El 9 de diciembre de 1990 acudimos los colombianos a las urnas con el objeto de resolver, en ejercicio de la soberanía popular, si se convocaba una asamblea constituyente para expedir una nueva Constitución, así como para elegir los setenta delegatarios que habrían de integrarla.
La propuesta inicial no apuntaba a la derogación sino a la reforma de la centenaria Carta de 1886, en medio de una grave crisis generada por la violencia y el terrorismo. Se buscaba aprobar una enmienda constitucional, por un procedimiento diferente al del acto legislativo del Congreso, única que autorizaba la normatividad vigente según Acto Legislativo 3 de 1910 y Plebiscito de 1957.

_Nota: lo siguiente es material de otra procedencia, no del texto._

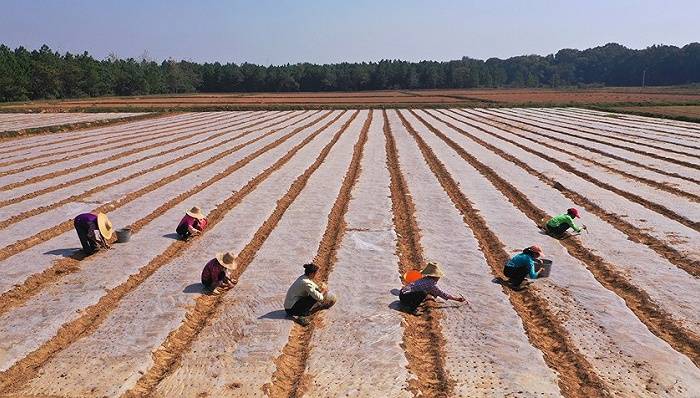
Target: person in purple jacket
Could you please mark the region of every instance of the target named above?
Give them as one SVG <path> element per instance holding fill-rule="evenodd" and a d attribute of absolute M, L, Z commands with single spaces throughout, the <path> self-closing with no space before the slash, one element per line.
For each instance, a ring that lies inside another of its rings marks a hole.
<path fill-rule="evenodd" d="M 219 286 L 228 287 L 236 283 L 231 279 L 231 271 L 238 268 L 236 256 L 233 253 L 217 253 L 202 270 L 202 285 L 204 292 L 211 293 Z"/>
<path fill-rule="evenodd" d="M 177 232 L 180 239 L 187 241 L 192 236 L 201 234 L 206 227 L 207 217 L 200 207 L 194 206 L 185 212 L 185 216 L 180 220 L 180 224 L 177 225 L 175 232 Z"/>
<path fill-rule="evenodd" d="M 418 306 L 431 295 L 433 297 L 441 297 L 444 300 L 453 300 L 464 302 L 466 301 L 462 296 L 453 296 L 449 293 L 443 292 L 437 283 L 445 274 L 442 272 L 442 267 L 436 261 L 428 262 L 420 272 L 423 277 L 415 282 L 411 282 L 404 286 L 399 292 L 399 302 L 401 306 L 412 314 L 417 314 Z"/>
<path fill-rule="evenodd" d="M 83 246 L 83 252 L 91 255 L 101 247 L 109 249 L 112 239 L 112 223 L 104 213 L 83 213 L 73 219 L 73 226 Z"/>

El entonces presidente de la República Virgilio Barco había insistido en la reforma, pero sus intentos habían sido en vano. El plebiscito no llegó a ser convocado por falta de apoyo político y porque, a pesar de una reciente sentencia de la Corte Suprema, se pensaba que ese mecanismo estaba excluido como válido para enmendar la Constitución. El Acuerdo de la Casa de Nariño, firmado con el expresidente Misael Pastrana -que contemplaba un referendo-, fue suspendido por el Consejo de Estado, en cuyo criterio se proyectaba un procedimiento inconstitucional. El proyecto de Acto Legislativo, tramitado en el Congreso en 1988, se hundió a última hora por causa de un “mico” introducido en el texto contra la extradición.
Tras el asesinato de cuatro candidatos presidenciales, el último de ellos Luis Carlos Galán Sarmiento, los estudiantes universitarios, seguidos por muchos ciudadanos contra la insoportable violencia que reinaba en el país, marcharon en silencio en distintas ciudades, conformaron el movimiento “Todavía podemos salvar a Colombia” y propusieron la Séptima Papeleta para consultar en las urnas, durante las elecciones del 11 de marzo de 1990, sobre las posibilidades de una asamblea constitucional.

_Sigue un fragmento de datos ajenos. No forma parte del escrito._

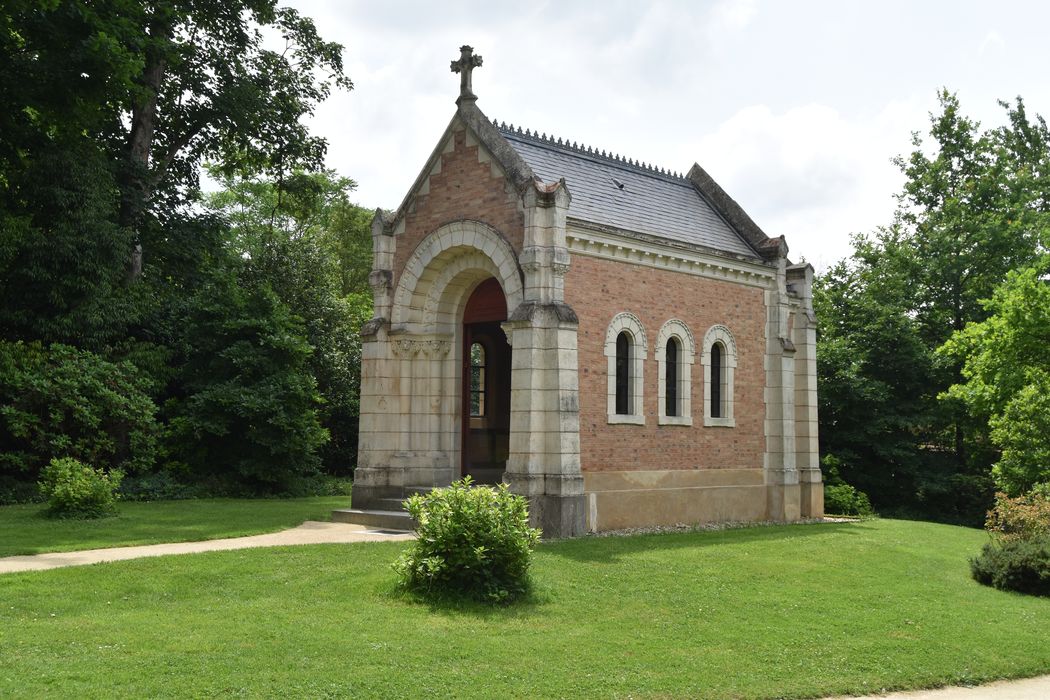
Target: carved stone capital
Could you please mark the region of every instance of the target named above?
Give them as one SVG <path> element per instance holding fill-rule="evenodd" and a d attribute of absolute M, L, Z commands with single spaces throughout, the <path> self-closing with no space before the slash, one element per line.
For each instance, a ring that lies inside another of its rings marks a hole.
<path fill-rule="evenodd" d="M 395 338 L 390 341 L 394 356 L 410 359 L 419 355 L 431 358 L 445 357 L 452 350 L 452 343 L 440 338 Z"/>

La votación con la séptima papeleta no fue contabilizada oficialmente, pues el Registrador Nacional del Estado Civil alegó la inexistencia de una norma legal que lo autorizara para el efecto, además de dificultades logísticas. Por tanto, los casi dos millones de votos informales obtenidos merced a la diligente actividad estudiantil no tuvieron un efecto jurídico, aunque sí político, ya que el Presidente Barco, mediante Decreto Legislativo 927 de 1990 (de Estado de Sitio) -declarado exequible por la Corte Suprema-, facultó a la organización electoral para adoptar todas las medidas conducentes a la posibilidad de integrar una Asamblea Constitucional.

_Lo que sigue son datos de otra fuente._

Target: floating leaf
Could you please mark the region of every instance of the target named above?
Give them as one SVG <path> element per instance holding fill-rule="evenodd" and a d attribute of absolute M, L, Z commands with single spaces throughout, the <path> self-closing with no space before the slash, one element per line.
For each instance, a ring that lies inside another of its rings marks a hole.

Posesionado el nuevo presidente, César Gaviria Trujillo, expidió, previo acuerdo con los partidos políticos, un segundo decreto de Estado de Sitio -el 1926 de 1990-, que fijó los elementos necesarios para la conformación de la Asamblea, el número de constituyentes y su período y daba lugar a una corta campaña de los aspirantes a delegatarios, con miras a la elección popular. El Decreto fue declarado constitucional por la Corte Suprema de Justicia, con la salvedad del temario y del control jurídico sobre los actos de la Asamblea, que a la misma Corte confiaba la norma. Así, pues, sesionaría -como en efecto ocurrió- una Asamblea Constituyente, con pleno poder para expedir una nueva Carta Política, derogando la de 1886 y sus reformas.